All types of sugarHave you heard the buzz about sugar lately? First, fat was the bad guy, then it was carbs and now its sugar! High intake of sugar can cause fat buildup in the liver which leads to problems such as type 2 diabetes, heart disease and obesity. But is it really that bad? People have been eating sugar since Columbus brought it over in 1493. So why all of a sudden are we convinced that it is going to kill us? Well, the problem isn’t really the sugar itself … it’s that we eat way too much of it! The American Heart Association’s (AHA) recommendation for added sugar intake is no more than 100 calories (six teaspoons or 25 grams) for women and 150 calories (nine teaspoons or 38 grams) for men per day. Unfortunately, the AHA estimates that the average person actually eats nearly 22 teaspoons of sugar per day (most of which is hidden in foods). One teaspoon of sugar contains approximately 16 calories. So, if we eat 22 teaspoons per day that would be the equivalent of about 350 calories per day from sugar alone. If you did that every day for one year, that would add up to 127,750 calories which is equal to 37 pounds!

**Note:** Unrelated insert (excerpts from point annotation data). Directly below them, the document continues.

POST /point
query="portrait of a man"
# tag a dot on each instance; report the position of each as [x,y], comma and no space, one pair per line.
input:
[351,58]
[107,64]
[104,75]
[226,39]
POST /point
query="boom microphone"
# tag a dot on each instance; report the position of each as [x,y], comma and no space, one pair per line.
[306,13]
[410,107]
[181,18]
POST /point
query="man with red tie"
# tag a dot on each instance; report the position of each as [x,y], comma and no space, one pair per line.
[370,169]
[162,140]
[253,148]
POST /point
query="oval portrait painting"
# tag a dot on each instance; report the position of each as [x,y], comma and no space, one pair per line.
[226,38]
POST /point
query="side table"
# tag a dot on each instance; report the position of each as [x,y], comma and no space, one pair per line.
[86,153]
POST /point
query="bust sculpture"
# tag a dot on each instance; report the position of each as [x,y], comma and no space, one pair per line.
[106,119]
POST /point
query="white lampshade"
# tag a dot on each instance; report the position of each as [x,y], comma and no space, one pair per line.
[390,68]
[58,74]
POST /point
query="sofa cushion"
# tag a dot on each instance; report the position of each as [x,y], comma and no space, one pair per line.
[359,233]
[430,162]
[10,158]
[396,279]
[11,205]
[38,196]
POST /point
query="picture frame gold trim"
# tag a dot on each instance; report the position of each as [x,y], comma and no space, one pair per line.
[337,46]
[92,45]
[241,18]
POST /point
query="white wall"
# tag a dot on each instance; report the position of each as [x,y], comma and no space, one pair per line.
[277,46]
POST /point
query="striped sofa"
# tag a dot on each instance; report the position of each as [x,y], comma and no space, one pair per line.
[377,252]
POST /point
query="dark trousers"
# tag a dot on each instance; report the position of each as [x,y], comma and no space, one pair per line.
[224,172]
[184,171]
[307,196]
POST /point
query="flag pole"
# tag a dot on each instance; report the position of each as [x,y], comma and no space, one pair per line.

On another note, not all sugar is created equal. Naturally occurring sugar – found in fruit, milk and some veggies – is perfectly healthy. It’s the added sugar (sweeteners put in during processing) that we seriously need to cut back on. That includes so-called “natural” sugars – like sugar in the raw, agave nectar, sucanant and honey. These sweeteners have the same affect on the body as white sugar, and are very similar in terms of calories as well. So how do you know if a product has added sugar? Read the label and focus on the ingredients list. If one of the first few ingredients is sugar or one of its aliases (high fructose corn syrup, fructose, evaporated cane juice, dextrose, sucralose and fruit juice concentrate) the product has added sugar.

Now, I’m not going to tell you that from now on you should never eat a cookie or drink a soda. We just need to be more aware of how much of the sweet stuff we put in our mouths because the effect that too much sugar has on our bodies isn’t all that sweet.